Note that in replacing the letters we actually apply a string homomorphism. I think that formally such a system is called D0L-system, with 0 (for zero) to indicate the rules are applied in a context-free manner, i.e., without looking at the neighbours, and D for determinism, in the sense that the mapping applied is a homomorphism, and not a finite substitution.

If one wants to choose between different homomorphisms at various steps of the derivation, we can choose between different homomorphisms. Such a system is usually called DT0L-system, where the T is for tabled: each homomorphism is a table to choose from.

The first DT0L example I could online find, is from the article L Systems by Kari, Rozenberg and Salomaa. Its tables are Td = [a → b, b → bb, c → a] and Tn = [a → c, b → ac, c → c]. In each step we can choose between the two tables.

Starting with a we get b (in both cases) then bb or ac, then bbbb, acac, ba, cc, then b$^8$, acacacac, baba, cccc, bbb, acc, aa and then cc (but that was already generated). Und so weiter und so fort.
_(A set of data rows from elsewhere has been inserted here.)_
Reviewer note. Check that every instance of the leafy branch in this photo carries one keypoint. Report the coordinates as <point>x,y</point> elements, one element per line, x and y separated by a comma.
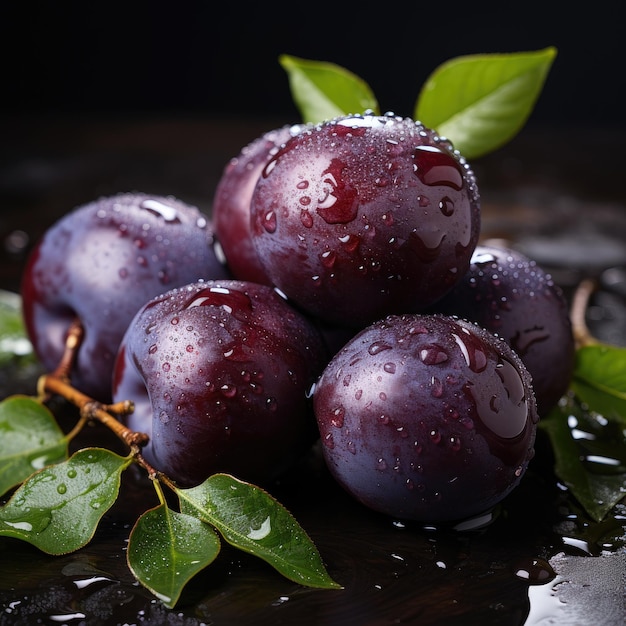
<point>58,507</point>
<point>479,102</point>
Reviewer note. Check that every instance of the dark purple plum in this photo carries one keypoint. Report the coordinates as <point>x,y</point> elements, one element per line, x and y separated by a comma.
<point>231,203</point>
<point>100,263</point>
<point>364,216</point>
<point>426,417</point>
<point>510,295</point>
<point>220,374</point>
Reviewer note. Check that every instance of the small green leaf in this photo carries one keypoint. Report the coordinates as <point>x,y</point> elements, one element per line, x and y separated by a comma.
<point>58,508</point>
<point>251,520</point>
<point>322,91</point>
<point>599,379</point>
<point>481,101</point>
<point>166,549</point>
<point>577,441</point>
<point>30,439</point>
<point>14,342</point>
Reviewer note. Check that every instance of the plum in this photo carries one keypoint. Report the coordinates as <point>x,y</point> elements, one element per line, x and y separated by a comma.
<point>426,417</point>
<point>364,216</point>
<point>510,295</point>
<point>99,264</point>
<point>220,373</point>
<point>231,203</point>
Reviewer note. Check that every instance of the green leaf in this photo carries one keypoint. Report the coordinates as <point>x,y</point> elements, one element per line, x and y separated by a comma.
<point>14,342</point>
<point>251,520</point>
<point>58,508</point>
<point>480,102</point>
<point>577,439</point>
<point>166,549</point>
<point>599,379</point>
<point>30,439</point>
<point>322,91</point>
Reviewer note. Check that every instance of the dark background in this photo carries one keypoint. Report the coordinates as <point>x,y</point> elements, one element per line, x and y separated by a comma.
<point>220,58</point>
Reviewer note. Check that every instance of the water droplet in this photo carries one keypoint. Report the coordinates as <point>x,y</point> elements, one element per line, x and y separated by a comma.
<point>523,340</point>
<point>338,416</point>
<point>474,356</point>
<point>305,217</point>
<point>390,367</point>
<point>435,167</point>
<point>535,571</point>
<point>337,202</point>
<point>328,258</point>
<point>168,213</point>
<point>228,391</point>
<point>435,435</point>
<point>433,355</point>
<point>377,347</point>
<point>446,206</point>
<point>269,222</point>
<point>436,387</point>
<point>228,299</point>
<point>427,246</point>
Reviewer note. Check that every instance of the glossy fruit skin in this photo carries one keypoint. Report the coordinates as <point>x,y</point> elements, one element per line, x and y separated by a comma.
<point>426,417</point>
<point>231,203</point>
<point>220,373</point>
<point>510,295</point>
<point>101,262</point>
<point>363,216</point>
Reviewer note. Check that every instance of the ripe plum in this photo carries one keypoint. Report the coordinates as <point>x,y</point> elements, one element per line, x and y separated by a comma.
<point>364,216</point>
<point>510,295</point>
<point>100,263</point>
<point>219,372</point>
<point>426,417</point>
<point>231,203</point>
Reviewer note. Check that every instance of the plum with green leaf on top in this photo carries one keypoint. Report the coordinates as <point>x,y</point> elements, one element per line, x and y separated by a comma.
<point>365,215</point>
<point>219,372</point>
<point>99,264</point>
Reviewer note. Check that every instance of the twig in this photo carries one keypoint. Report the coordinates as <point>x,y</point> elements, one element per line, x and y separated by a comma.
<point>578,313</point>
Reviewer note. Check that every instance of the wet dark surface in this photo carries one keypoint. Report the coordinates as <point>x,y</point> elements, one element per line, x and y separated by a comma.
<point>557,196</point>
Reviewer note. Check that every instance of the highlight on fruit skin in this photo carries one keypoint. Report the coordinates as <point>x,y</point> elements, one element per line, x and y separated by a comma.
<point>364,216</point>
<point>426,417</point>
<point>99,264</point>
<point>510,295</point>
<point>219,373</point>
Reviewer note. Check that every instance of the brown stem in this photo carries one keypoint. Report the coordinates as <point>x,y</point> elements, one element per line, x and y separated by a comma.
<point>578,311</point>
<point>91,409</point>
<point>73,340</point>
<point>58,382</point>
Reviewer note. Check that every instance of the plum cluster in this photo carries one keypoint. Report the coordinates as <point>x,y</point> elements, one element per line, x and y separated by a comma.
<point>339,293</point>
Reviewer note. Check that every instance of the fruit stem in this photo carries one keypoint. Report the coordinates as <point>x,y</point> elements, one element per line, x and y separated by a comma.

PS. An homomorphism (in language theory) is specified as a letter to string mapping, like [a → c, b → ac, c → bb], and then extended to strings, following the mapping letter-by-letter, so aabac → ccaccbb. A finite substitution axtends this by allowing choice in each of the images of the letters, then a letter (and consequently a string) is mapped to a set of strings. Example [a → aa,c ; b → ε,ac,bb]. Now aba maps to the set aaaa, aac, caa, cc, aaacaa, aaacc, cacaa, cacc, aaabba, aabbc, cbbaa, cbbc. I think.